Correspondent's Notebook

Making the most of PNG’s business opportunities

9 May 2008

Each year, captains of industry from Australia and Papua New Guinea get together for their annual agenda setting meeting – The Australia PNG Business Forum.

The 2008 Business Forum was held in Cairns, this week, and while issues of importance to the hugely lucrative energy and resources industry were discussed, it was the small and medium sized enterprise sector that got much of the attention.

Here’s Radio Australia’s Pacific Economic and Business Reporter, Jemima Garrett.

Papua New Guinea is rich in indigenously-run micro, small and medium sized enterprises – from the betel nut sellers and PMV operators on the streets of Port Moresby, to the handicraft makers and coffee, cocoa and vegetable growers in rural areas.

Many businesses, such as tailoring, accountancy, motor mechanics and cooking, rely on the skills of their owners. Still others, such as mobile phone providers, boat operators and cleaning businesses, offer vital services.

The ingenuity of Papua New Guineans is endless. The rush to be your own boss in a micro-business was seen again in the last few weeks when landowners around the landslide-affected area of the Highlands Highway quickly established a lucrative trade carrying tonnes of cargo across the damaged area. At ten dollars per ten kilo bag for the 2 kilometre trip, locals were making a up to eighty dollars a day in their short-lived venture.

While there is no shortage of ingenuity making a go of business takes more than just a good idea or a good product.

It was great to see business and government representatives at the Australia PNG business Forum in Cairns taking the issue seriously.

As the Forum’s final communiqué, said small and medium sized enterprises are the engine of jobs growth and of poverty alleviation – not just in Papua New Guinea but across the Pacific and the Developing world.

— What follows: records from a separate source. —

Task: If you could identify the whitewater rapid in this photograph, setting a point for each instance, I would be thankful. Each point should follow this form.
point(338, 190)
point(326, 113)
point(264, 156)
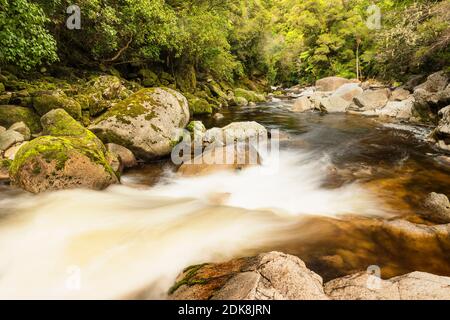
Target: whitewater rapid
point(127, 241)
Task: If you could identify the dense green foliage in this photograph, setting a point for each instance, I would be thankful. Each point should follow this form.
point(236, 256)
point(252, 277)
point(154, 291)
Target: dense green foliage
point(285, 41)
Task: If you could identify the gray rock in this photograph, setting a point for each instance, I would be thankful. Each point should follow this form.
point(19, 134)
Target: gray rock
point(22, 128)
point(11, 152)
point(126, 157)
point(435, 82)
point(9, 138)
point(413, 286)
point(331, 83)
point(402, 110)
point(269, 276)
point(302, 104)
point(400, 94)
point(149, 122)
point(372, 99)
point(437, 208)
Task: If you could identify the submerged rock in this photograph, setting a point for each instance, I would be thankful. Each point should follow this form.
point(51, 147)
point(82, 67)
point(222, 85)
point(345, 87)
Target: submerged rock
point(45, 102)
point(68, 156)
point(125, 157)
point(269, 276)
point(10, 115)
point(331, 83)
point(372, 99)
point(149, 122)
point(302, 104)
point(413, 286)
point(438, 208)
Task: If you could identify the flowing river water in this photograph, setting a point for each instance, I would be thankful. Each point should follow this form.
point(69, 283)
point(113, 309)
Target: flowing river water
point(338, 178)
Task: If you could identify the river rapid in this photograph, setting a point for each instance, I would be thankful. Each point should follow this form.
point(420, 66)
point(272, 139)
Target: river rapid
point(336, 178)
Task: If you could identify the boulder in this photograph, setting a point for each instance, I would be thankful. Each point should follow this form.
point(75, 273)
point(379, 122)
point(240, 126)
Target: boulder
point(125, 157)
point(103, 92)
point(68, 156)
point(402, 110)
point(232, 157)
point(435, 82)
point(429, 103)
point(400, 94)
point(302, 104)
point(198, 106)
point(250, 96)
point(149, 122)
point(372, 99)
point(4, 169)
point(22, 128)
point(45, 102)
point(9, 138)
point(10, 154)
point(10, 115)
point(437, 208)
point(331, 83)
point(269, 276)
point(413, 286)
point(442, 132)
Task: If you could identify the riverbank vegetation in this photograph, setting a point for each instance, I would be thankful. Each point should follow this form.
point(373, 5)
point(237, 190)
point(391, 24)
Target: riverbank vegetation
point(179, 42)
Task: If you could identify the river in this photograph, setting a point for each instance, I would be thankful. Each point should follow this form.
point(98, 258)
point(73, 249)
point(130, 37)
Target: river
point(337, 178)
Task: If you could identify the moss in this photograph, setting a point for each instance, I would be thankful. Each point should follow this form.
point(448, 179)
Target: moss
point(131, 107)
point(250, 96)
point(189, 278)
point(200, 106)
point(12, 114)
point(46, 102)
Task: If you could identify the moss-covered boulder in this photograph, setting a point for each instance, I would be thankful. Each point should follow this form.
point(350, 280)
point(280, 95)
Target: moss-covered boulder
point(10, 114)
point(45, 102)
point(68, 156)
point(250, 96)
point(103, 92)
point(148, 122)
point(199, 106)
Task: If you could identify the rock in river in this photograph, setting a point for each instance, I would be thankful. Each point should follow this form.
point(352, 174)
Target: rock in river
point(68, 156)
point(148, 122)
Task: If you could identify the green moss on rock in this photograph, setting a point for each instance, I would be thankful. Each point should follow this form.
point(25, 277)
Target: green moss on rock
point(11, 114)
point(46, 102)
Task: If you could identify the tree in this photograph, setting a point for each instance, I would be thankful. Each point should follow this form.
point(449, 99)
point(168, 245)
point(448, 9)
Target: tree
point(25, 41)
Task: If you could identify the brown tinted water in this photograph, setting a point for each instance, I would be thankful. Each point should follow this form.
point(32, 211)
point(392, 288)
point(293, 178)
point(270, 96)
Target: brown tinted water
point(341, 179)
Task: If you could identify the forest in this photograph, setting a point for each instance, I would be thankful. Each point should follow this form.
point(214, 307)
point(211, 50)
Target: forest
point(225, 150)
point(284, 42)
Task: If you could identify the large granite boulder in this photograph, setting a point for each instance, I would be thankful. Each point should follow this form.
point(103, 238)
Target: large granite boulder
point(149, 122)
point(67, 156)
point(269, 276)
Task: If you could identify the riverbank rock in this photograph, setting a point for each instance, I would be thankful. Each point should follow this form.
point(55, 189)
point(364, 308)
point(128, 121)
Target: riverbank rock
point(10, 114)
point(125, 157)
point(67, 156)
point(232, 157)
point(413, 286)
point(249, 96)
point(45, 102)
point(437, 208)
point(9, 138)
point(149, 122)
point(269, 276)
point(372, 99)
point(302, 104)
point(331, 83)
point(441, 134)
point(402, 110)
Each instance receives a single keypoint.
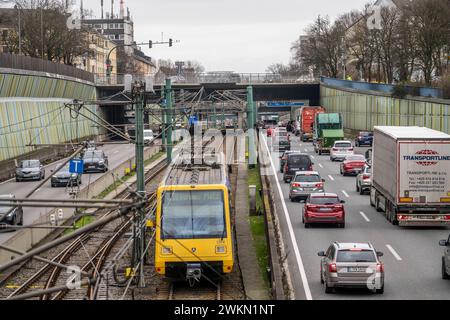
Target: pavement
(254, 286)
(117, 154)
(412, 256)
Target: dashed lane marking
(298, 257)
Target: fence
(381, 87)
(14, 61)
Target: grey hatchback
(352, 265)
(30, 170)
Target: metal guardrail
(210, 77)
(15, 61)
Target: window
(193, 215)
(307, 178)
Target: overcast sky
(231, 35)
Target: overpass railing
(381, 87)
(202, 78)
(15, 61)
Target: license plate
(356, 269)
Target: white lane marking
(298, 257)
(394, 253)
(364, 216)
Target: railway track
(89, 252)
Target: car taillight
(380, 267)
(332, 268)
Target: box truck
(411, 176)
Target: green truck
(328, 128)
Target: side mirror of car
(443, 243)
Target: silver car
(305, 183)
(352, 265)
(364, 180)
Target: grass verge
(258, 226)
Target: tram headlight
(221, 249)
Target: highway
(412, 256)
(117, 154)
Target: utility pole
(169, 119)
(139, 245)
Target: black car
(283, 159)
(64, 178)
(14, 215)
(30, 170)
(95, 161)
(294, 163)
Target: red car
(324, 208)
(353, 164)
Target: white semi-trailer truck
(411, 175)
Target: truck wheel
(445, 275)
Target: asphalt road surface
(412, 256)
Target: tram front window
(193, 215)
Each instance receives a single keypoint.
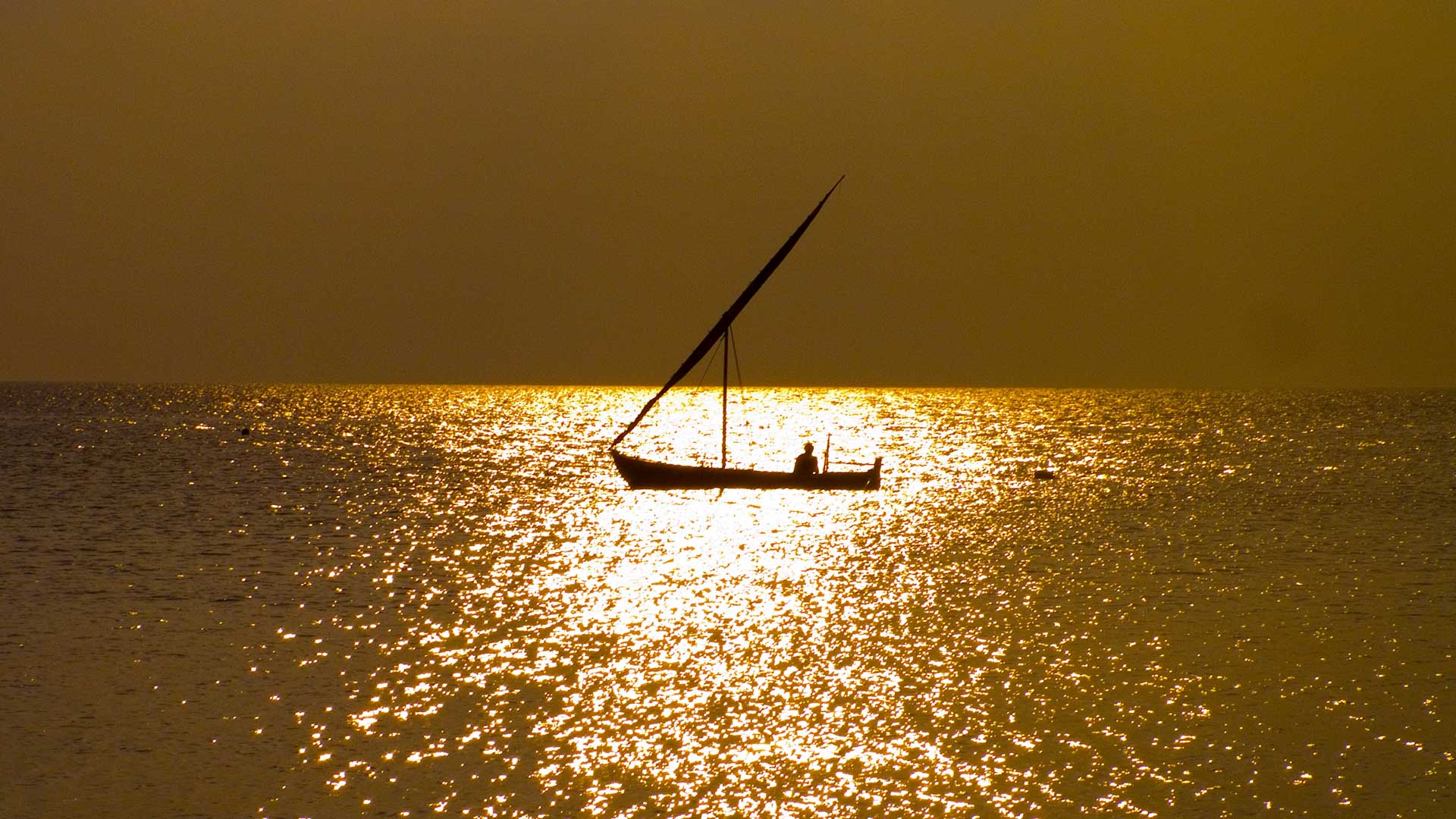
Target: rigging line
(712, 357)
(736, 368)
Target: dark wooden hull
(642, 474)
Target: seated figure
(805, 464)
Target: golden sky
(1052, 194)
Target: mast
(721, 328)
(727, 343)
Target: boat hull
(642, 474)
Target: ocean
(419, 601)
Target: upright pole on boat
(727, 341)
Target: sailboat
(642, 474)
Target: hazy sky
(1043, 194)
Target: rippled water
(443, 601)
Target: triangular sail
(727, 318)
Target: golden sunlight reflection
(516, 632)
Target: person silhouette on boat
(805, 464)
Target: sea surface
(413, 601)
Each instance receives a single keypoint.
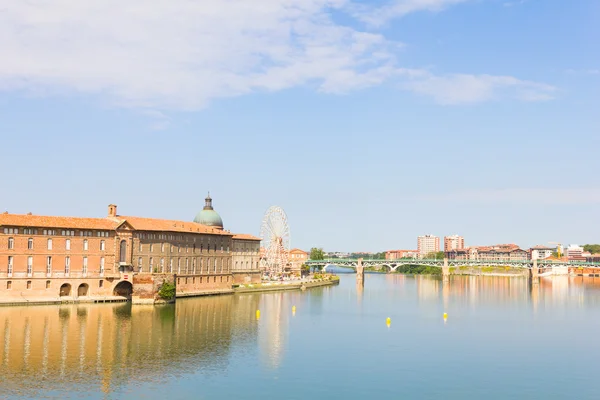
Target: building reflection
(112, 344)
(273, 328)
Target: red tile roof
(39, 221)
(244, 236)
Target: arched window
(123, 251)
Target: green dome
(208, 216)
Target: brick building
(45, 258)
(427, 244)
(398, 254)
(453, 242)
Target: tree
(316, 254)
(592, 248)
(439, 255)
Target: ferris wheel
(275, 240)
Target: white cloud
(461, 88)
(180, 54)
(522, 196)
(398, 8)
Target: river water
(502, 339)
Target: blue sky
(370, 123)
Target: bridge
(393, 265)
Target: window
(67, 265)
(48, 265)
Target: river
(502, 339)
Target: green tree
(438, 255)
(592, 248)
(316, 254)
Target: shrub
(167, 290)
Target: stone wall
(146, 287)
(195, 285)
(246, 277)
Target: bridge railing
(438, 260)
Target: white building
(541, 252)
(575, 252)
(428, 244)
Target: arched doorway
(124, 289)
(123, 251)
(65, 290)
(82, 290)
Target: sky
(368, 122)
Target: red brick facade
(67, 258)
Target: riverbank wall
(147, 293)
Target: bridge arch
(124, 289)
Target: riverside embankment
(291, 285)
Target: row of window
(201, 279)
(178, 249)
(48, 284)
(53, 232)
(185, 267)
(11, 244)
(84, 266)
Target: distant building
(499, 252)
(428, 244)
(575, 253)
(296, 259)
(453, 242)
(540, 252)
(398, 254)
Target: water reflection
(108, 345)
(60, 351)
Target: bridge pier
(534, 273)
(445, 271)
(360, 274)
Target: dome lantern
(208, 216)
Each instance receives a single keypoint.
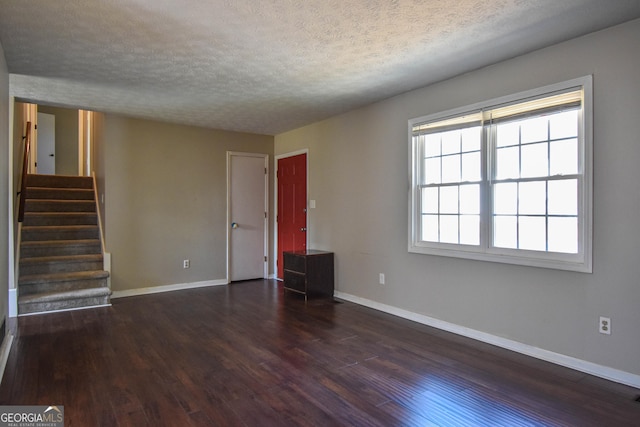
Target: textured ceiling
(267, 66)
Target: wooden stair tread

The vast majority of businesses in Papua New Guinea are micro businesses in the informal sector. Many have the potential to transform themselves into bigger operations that employ people and even export, but to do that, they must face up to the problems of becoming official.

The World Bank ranks 178 economies for the ease of starting a business – that is for the number of steps entrepreneurs can expect to have to go through to launch their business; the time it takes and the amount of capital required.

PNG ranks 76th.

If making your business official is too complicated, time consuming and expensive many people will decide it is just not worth the effort and valuable opportunities to create badly needed jobs will be lost. Once the business is established the same holds true – if finance for expansion is too hard to get, or the hassle of obtaining permits is too onerous, business will stagnate.

Improving the business environment is hard work for government; over the past few years PNG has made some big steps forward but other countries are doing the same, and because in the past year PNG did not make any improvements it has slipped down the World Bank overall Ease-of-Doing-Business rankings, from 81st in 2007 to 84th in 2008.

When it comes to credit availability and ease of obtaining licences, PNG ranks 115th and 118th.

Reforms that lower the cost of opening a business and make it simpler are clearly in everyone’s interests, and that is what the Australia PNG Business Forum is calling for. It also wants to see mentoring programs establsihed for small business people and the strengthening or organisations which assist small and medium-sized enterprises.

Women operate well over half of all businesses in the informal sector, but much fewer of them make the transition to small business. It is for this reason that The Australia PNG Business Forum is calling for special programs aimed at assisting female entrepreneurs.

With huge new gas and resources projects due to get off the ground in PNG shortly, opportunities for indigenous business are set to boom – let’s hope the business environment and support are available for Papua New Guineans to make the most of those opportunities.